O dólar abriu hoje cotado a R$ 5,04. A moeda tem a abertura do seu mercado às 9h (horário de Brasília) e fechamento às 17h.
A cotação sofre influência de fatores do cenário econômico nacional e mundial. O mercado dos Estados Unidos e de países como China, Rússia e os da União Europeia têm impacto na valorização ou desvalorização do real frente ao dólar.
O preço da moeda vem caindo após o anúncio do acordo de cessar-fogo entre Estados Unidos e Irã na terça-feira (7). Embora uma paz duradoura ainda seja incerta, os rumos da guerra têm refletido na cotação.
Projeção do dólar em 2026
Após acumular queda de 11,2% ao longo de 2025, a perspectiva para o dólar em 2026 é de valorização, segundo o Boletim Focus, divulgado pelo Banco Central (BC). O relatório indica que a moeda americana deve fechar o ano cotada a R$ 5,50.

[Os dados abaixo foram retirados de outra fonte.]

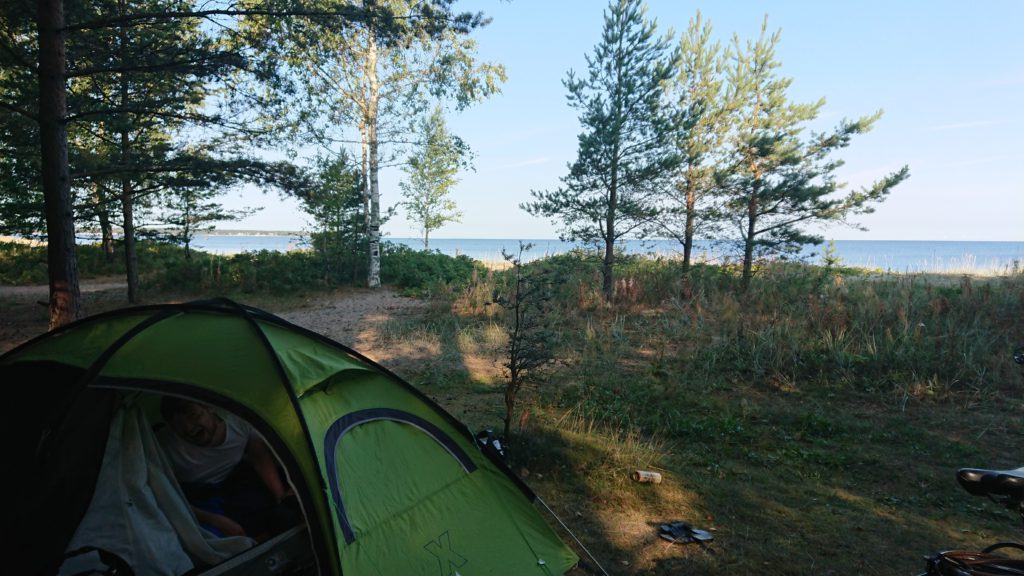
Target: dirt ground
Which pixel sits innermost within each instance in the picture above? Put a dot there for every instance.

Porém, especialistas divergem da projeção. O professor do Programa de Pós-graduação profissional em Economia (PPECO) da UFRGS, Mauricio Weiss, ressalta que é muito difícil prever como o dólar irá se movimentar ao longo do ano, pois muitos fatores podem influenciar a taxa de câmbio. Ele entende que o cenário é diverso do previsto pelo BC.
A tendência seria para uma manutenção ou apreciação do real frente ao dólar, afirma.
Segundo a colunista de GZH Marta Sfredo, dois fatores devem trazer maior flutuação ao câmbio em 2026. Um deles é a previsão de troca na presidência do Federal Reserve (Fed) em maio.
A possibilidade de mudança no Fed e a ingerência de Trump sobre o Fed é um motivo de incerteza, analisa Weiss. Quando há um aumento de incerteza global, mesmo quando o problema é nos Estados Unidos, as pessoas fogem para o dólar porque é a moeda-chave do sistema financeiro internacional.
O segundo são as eleições brasileiras em outubro. O mercado financeiro costuma reagir a pesquisas de intenção de voto, assim como declarações dos candidatos.
Histórico da cotação do dólar
O crescimento do valor do dólar em 2024 foi o maior desde 2020, o primeiro ano da pandemia de covid-19. O dólar chegou à marca dos R$ 6 pela primeira vez em novembro daquele ano.
Em 2025, o câmbio brasileiro registrou bons resultados devido à elevada taxa Selic (15% em janeiro de 2026) e à queda da moeda americana frente a mercados emergentes em todo o mundo.